Each button finds its icon and its text through its index in the registration list:

- The icon comes from the `menu_icons` file in your project's interface graphics. It is a sprite sheet of 2 columns (normal and selected state) by 8 rows, and the button uses the row matching its index. Your first custom button has index 7, so draw its icon on the 8th row (by default that row holds the girl bag variant: replace it or use a button overwrite).
- The text comes from the `text` method of `UI::PSDKMenuButtonBase` (`scripts/4 Systems/100 Menu/300 MenuButtonBase.rb`), which is a `case` on the index. Any index it does not know falls back to the Quit text, hence the warning above. Patch this method with `prepend`, the technique detailed in [the monkey-patching guide](/getting-started/monkey-patching-in-psdk), to add your own entry:

```ruby
module UI
  class PSDKMenuButtonBase
    # Patch to add the text of the quest button (index 7)
    module QuestButtonText
      # Get the text based on the index
      # @return [String]
      def text
        return 'Quests' if @index == 7

        super
      end
    end

    prepend QuestButtonText
  end
end
```

## How to change a button's look

A button overwrite replaces the button class used for one specific index, which lets you change anything: icon, text, or the whole look. The engine itself uses one: when the player plays a girl, the bag button (index 2) is rendered by `UI::GirlBagMenuButton`, which uses the 8th row of `menu_icons` instead of the 3rd.

```ruby
GamePlay::Menu.register_button_overwrite(2) { $trainer.playing_girl ? UI::GirlBagMenuButton : nil }
```

The block is evaluated when the menu opens: return a class to use it, or `nil` to keep the default button.

:::note

Overwrites target the `real_index` (the position in the registration list), not the position on screen.
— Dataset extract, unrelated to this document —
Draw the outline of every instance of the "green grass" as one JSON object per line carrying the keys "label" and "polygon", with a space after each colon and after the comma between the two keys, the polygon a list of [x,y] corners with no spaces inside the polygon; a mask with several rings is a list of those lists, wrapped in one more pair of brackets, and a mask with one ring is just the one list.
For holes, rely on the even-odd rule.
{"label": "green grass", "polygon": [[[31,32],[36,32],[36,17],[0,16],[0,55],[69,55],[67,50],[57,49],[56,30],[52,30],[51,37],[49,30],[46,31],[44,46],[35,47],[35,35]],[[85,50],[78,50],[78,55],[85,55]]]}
The two differ as soon as a button is hidden: if the player has no Dex, the party button keeps `real_index` 1 but is drawn first on screen (`positional_index` 0). The `real_index` drives the icon and text, the `positional_index` drives the position (see `UI::PSDKMenuButtonBase`).

:::

## How to change the default buttons

To remove a default button, change its condition or reorder the list, you cannot edit a registered entry: clear everything and re-register the list your way.

```ruby
module GamePlay
  class Menu
    clear_previous_registers
    register_button(:open_party) { $actors.any? }
    register_button(:open_bag) { !$bag.locked }
    register_button(:open_save) { !$game_system.save_disabled }
    register_button(:open_quit) { true }
  end
end
```

The default registration in `scripts/4 Systems/100 Menu/100 Menu.rb` (shown in the table at the top) is your reference for the actions and conditions to re-register.

:::warning

Reordering changes every button's index, and the icons and texts are indexed: with the order above, the party button would display the Dex icon. Fix the `menu_icons` rows and the `text` method of `UI::PSDKMenuButtonBase` to match your new order.

:::

## Conclusion

- The Main Menu is an ordered list of buttons; each button is an **action** (a method of `GamePlay::Menu`) plus a **visibility condition** evaluated when the menu opens.
- Write your customizations in your own script by reopening `GamePlay::Menu`, and never edit the engine files.
- `register_button(:action) { condition }` **appends** a new button; the seven default buttons are already registered.
- A brand new button needs three things: the registration, the action method, and its icon/text (row in `menu_icons` plus a `prepend` patch of `text` in `UI::PSDKMenuButtonBase`).
- `register_button_overwrite(real_index) { CustomClass }` changes how one button is rendered.
- `clear_previous_registers` then re-registering everything is the way to remove, modify or reorder the default buttons. Keep `menu_icons` and `text` consistent with the new order.